Kronik akciğer sorunu olan KOAH ve kronik bronşitli astımlı hastalarda akciğer kapasitesinin kapanmaya yatkın olduğuna dikkat çeken Prof. Dr. Anış Arıboğan, “Bu şahıslarda hava yollarını ve hava keseciklerini açık tutmak, daha da kıymetlisi onların içinde biriken mukus sekresyonu, balgamı ve gerektiğinde bakteri ile yüklü olan kirli gereci akciğerden dışarı atabilmek, hava yollarını pak tutabilmek ve oksijen değişimini uygunlaştırmak için daima kullanılan, bir ilaç üzere hastanın yanında bulunması gereken bir preparat olarak düşünebiliriz.” biçiminde konuştu.

“Akciğerlerimizi yanlış ve yetersiz kullandığımızı triflo ile fark ediyoruz”

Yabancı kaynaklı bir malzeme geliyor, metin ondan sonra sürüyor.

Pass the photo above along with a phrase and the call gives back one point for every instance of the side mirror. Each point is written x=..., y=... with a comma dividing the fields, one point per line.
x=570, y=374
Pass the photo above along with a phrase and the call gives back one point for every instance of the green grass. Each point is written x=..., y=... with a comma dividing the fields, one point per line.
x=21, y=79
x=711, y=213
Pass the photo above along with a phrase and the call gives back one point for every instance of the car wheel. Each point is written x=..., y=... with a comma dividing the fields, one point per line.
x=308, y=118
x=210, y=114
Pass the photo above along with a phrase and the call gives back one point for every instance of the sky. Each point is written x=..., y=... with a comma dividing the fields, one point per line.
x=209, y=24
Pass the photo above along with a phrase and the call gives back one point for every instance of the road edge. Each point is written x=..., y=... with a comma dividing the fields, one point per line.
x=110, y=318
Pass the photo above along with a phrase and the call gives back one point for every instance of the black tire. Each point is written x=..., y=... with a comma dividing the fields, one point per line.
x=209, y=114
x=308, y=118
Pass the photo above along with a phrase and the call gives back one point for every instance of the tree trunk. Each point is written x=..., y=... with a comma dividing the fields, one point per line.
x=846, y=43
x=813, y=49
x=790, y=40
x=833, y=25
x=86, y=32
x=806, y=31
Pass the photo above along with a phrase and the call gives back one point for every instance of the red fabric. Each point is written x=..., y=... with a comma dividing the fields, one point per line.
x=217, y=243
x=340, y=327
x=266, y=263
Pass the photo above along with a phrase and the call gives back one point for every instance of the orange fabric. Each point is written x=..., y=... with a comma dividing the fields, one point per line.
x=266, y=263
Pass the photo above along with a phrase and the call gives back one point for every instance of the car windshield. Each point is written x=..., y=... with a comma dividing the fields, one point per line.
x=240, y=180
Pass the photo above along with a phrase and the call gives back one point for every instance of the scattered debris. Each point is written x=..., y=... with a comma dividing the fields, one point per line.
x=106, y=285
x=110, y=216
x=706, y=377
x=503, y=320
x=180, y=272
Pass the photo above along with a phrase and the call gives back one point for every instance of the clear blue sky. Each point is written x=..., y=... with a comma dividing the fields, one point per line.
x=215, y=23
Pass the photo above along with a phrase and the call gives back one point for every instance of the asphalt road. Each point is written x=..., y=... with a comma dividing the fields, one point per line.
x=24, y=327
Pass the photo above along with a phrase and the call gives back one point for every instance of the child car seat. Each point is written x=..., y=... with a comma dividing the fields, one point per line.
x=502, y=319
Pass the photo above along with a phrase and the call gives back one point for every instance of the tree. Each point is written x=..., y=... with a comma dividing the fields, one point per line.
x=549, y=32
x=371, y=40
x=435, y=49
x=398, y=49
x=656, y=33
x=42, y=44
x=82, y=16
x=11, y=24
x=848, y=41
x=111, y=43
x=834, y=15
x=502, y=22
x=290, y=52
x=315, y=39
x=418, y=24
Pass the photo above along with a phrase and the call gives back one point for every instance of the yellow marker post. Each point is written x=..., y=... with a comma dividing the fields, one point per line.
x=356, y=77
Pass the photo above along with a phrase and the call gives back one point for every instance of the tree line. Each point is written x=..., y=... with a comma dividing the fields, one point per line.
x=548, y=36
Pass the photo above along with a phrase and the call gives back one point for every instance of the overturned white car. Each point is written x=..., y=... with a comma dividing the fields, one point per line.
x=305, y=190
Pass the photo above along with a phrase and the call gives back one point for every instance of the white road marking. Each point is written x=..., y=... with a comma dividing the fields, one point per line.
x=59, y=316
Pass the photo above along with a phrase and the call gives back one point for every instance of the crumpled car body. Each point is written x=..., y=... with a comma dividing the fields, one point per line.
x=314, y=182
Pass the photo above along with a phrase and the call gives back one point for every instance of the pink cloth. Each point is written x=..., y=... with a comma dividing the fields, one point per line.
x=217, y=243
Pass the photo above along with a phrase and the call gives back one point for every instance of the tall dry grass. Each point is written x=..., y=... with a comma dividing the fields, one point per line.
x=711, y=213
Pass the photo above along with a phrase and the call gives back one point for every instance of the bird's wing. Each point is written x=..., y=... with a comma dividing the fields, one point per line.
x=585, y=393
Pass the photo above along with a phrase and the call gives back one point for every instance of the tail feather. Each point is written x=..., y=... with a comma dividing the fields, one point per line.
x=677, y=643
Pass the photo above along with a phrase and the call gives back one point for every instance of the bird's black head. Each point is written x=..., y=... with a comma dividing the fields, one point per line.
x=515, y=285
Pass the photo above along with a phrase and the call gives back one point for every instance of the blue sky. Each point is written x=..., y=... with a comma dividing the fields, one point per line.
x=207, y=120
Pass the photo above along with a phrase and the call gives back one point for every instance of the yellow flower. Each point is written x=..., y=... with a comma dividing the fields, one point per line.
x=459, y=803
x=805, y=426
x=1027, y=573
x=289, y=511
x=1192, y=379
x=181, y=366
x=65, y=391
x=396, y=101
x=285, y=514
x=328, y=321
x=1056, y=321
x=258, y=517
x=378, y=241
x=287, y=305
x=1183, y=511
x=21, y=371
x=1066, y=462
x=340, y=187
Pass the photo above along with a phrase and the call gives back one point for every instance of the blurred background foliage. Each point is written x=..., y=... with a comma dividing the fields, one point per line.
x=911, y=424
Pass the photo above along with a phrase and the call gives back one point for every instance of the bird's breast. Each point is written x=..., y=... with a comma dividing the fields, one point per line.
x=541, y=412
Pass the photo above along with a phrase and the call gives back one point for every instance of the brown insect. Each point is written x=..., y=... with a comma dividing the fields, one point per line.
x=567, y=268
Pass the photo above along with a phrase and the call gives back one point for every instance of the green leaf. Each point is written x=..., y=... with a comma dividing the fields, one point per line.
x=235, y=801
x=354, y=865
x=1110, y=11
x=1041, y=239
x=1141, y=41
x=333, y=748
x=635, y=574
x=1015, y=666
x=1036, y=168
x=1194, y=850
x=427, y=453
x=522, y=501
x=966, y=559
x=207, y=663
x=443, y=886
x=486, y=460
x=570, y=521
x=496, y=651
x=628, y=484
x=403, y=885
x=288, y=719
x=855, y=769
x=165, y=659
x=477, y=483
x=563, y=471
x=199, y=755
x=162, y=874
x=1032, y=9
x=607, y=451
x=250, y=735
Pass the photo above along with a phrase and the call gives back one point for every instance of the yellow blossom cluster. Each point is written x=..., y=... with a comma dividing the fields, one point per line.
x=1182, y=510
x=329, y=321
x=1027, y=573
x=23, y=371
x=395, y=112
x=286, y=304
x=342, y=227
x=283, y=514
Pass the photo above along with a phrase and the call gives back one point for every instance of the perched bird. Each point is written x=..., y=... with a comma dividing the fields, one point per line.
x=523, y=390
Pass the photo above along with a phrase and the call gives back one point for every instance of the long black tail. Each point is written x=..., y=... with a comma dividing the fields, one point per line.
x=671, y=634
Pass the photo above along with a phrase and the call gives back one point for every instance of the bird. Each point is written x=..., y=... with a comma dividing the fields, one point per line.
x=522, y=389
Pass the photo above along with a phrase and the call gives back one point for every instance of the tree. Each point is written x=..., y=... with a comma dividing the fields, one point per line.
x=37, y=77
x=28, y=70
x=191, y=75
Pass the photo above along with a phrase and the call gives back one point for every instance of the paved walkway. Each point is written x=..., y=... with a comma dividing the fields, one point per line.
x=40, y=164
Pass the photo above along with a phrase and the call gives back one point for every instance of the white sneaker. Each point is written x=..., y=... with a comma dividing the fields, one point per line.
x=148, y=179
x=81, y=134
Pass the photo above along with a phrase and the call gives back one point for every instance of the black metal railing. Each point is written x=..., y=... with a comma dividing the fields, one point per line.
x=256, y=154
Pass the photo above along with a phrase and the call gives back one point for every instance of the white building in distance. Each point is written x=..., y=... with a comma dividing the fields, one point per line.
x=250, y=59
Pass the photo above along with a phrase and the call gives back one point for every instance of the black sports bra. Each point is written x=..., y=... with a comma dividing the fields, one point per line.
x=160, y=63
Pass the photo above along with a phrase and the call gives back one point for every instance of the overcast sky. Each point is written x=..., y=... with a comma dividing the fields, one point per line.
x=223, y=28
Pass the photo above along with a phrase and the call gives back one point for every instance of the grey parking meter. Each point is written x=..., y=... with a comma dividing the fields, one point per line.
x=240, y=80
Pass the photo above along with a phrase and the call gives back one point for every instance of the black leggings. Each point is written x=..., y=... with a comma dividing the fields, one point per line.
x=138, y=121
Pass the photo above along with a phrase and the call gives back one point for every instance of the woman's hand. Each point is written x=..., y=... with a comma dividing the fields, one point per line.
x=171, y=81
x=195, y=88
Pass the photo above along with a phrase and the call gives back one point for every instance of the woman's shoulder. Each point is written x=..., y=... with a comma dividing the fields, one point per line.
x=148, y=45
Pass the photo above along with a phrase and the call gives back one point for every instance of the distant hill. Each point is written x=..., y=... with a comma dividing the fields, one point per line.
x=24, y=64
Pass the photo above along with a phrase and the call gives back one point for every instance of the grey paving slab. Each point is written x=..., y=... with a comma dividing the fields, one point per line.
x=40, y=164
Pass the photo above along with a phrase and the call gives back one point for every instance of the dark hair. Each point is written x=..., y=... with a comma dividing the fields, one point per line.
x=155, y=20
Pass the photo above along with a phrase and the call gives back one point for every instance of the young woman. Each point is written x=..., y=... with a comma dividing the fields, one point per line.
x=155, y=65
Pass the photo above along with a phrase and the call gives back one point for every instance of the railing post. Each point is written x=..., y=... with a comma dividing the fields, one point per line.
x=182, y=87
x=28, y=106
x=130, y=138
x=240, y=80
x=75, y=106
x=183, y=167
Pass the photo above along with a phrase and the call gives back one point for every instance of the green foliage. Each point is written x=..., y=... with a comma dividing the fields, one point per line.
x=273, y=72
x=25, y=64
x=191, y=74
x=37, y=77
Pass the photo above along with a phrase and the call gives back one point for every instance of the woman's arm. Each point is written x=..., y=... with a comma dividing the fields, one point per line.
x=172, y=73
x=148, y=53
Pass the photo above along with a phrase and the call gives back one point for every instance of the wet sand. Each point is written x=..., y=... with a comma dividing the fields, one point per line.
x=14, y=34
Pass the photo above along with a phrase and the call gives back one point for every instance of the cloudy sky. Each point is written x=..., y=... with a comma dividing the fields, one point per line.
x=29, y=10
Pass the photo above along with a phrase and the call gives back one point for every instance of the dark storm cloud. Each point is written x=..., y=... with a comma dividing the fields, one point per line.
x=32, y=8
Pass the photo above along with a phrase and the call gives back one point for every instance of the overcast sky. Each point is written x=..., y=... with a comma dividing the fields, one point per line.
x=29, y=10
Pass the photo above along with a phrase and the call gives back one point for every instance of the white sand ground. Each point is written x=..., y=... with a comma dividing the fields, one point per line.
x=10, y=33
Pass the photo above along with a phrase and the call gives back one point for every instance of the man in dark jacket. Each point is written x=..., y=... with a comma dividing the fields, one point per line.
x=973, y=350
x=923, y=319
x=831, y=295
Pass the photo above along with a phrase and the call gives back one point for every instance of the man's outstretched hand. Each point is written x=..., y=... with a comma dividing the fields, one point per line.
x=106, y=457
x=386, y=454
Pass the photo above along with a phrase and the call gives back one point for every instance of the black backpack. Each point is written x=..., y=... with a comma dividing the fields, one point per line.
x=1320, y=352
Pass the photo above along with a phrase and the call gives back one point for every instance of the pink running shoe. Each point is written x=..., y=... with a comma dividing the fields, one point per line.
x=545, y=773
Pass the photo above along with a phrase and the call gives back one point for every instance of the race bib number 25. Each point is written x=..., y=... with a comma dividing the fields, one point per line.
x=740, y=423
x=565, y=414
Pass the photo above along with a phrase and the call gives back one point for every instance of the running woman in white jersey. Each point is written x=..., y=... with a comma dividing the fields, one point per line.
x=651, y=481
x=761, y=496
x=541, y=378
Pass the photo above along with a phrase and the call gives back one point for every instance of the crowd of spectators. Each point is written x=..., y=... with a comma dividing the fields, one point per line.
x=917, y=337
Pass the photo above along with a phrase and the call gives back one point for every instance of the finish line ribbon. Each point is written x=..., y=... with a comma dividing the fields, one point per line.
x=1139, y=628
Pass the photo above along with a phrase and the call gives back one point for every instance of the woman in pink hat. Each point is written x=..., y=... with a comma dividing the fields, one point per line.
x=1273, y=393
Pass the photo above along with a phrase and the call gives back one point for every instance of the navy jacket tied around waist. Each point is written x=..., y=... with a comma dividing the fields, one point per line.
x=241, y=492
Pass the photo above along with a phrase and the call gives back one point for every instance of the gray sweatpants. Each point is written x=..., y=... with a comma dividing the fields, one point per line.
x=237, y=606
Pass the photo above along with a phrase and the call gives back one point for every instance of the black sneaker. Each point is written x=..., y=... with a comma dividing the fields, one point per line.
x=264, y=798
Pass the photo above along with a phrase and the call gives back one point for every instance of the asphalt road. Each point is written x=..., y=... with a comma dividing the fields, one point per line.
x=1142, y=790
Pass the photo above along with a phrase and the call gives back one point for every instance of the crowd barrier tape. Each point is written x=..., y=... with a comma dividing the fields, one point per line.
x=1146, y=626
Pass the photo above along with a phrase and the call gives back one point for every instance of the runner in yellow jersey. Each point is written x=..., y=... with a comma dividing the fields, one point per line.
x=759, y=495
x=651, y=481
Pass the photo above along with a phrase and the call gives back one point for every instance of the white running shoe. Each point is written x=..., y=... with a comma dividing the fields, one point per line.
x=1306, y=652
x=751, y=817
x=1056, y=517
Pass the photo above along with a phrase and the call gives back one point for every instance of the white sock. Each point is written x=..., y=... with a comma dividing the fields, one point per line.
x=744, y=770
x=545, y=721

Fizyolojik olarak nefes almanın kısa, nefes vermenin de uzun olduğunu hatırlatan Prof. Dr. Anış Arıboğan, “Bu mühlet eşit de olabilir lakin, nefes alma kısa ve nefes vermenin uzun olması önerilir.” dedi.

Nefes alma sırasında diyafram kullanımının çok kıymetli olduğunun altını çizen Prof. Dr. Anış Arıboğan, kelamlarını şöyle tamamladı:

“İnterkostal kasları kullanmak, karnı üst yanlışsız çekmek değerlidir. Tercihen ağız kapalı olarak tüm burun kapasitesi ile teneffüs gerçekleştirilmeli. Elinizi karnınıza koyduğunuzda bir çiçek koklar üzere kendinizi öne çekerek, üst çekilmesi ile nefes alınmalı ve yavaşça verilmeli. Bu durumu yaşantımızda uygulama ve gerçekleştirmek güç olabilir. Lakin triflo eşliğinde gerçekleştirdiğimizde bir anda kendimizi hakikat nefes alımında buluruz. Zira bir amaç belirliyorsunuz ve bunu artırmaya çalışıyorsunuz. Daima kullandığımız bir organı aslında nasıl yanlış ve yetersiz kullandığımızı triflo kullanımının akabinde fark ediyoruz.”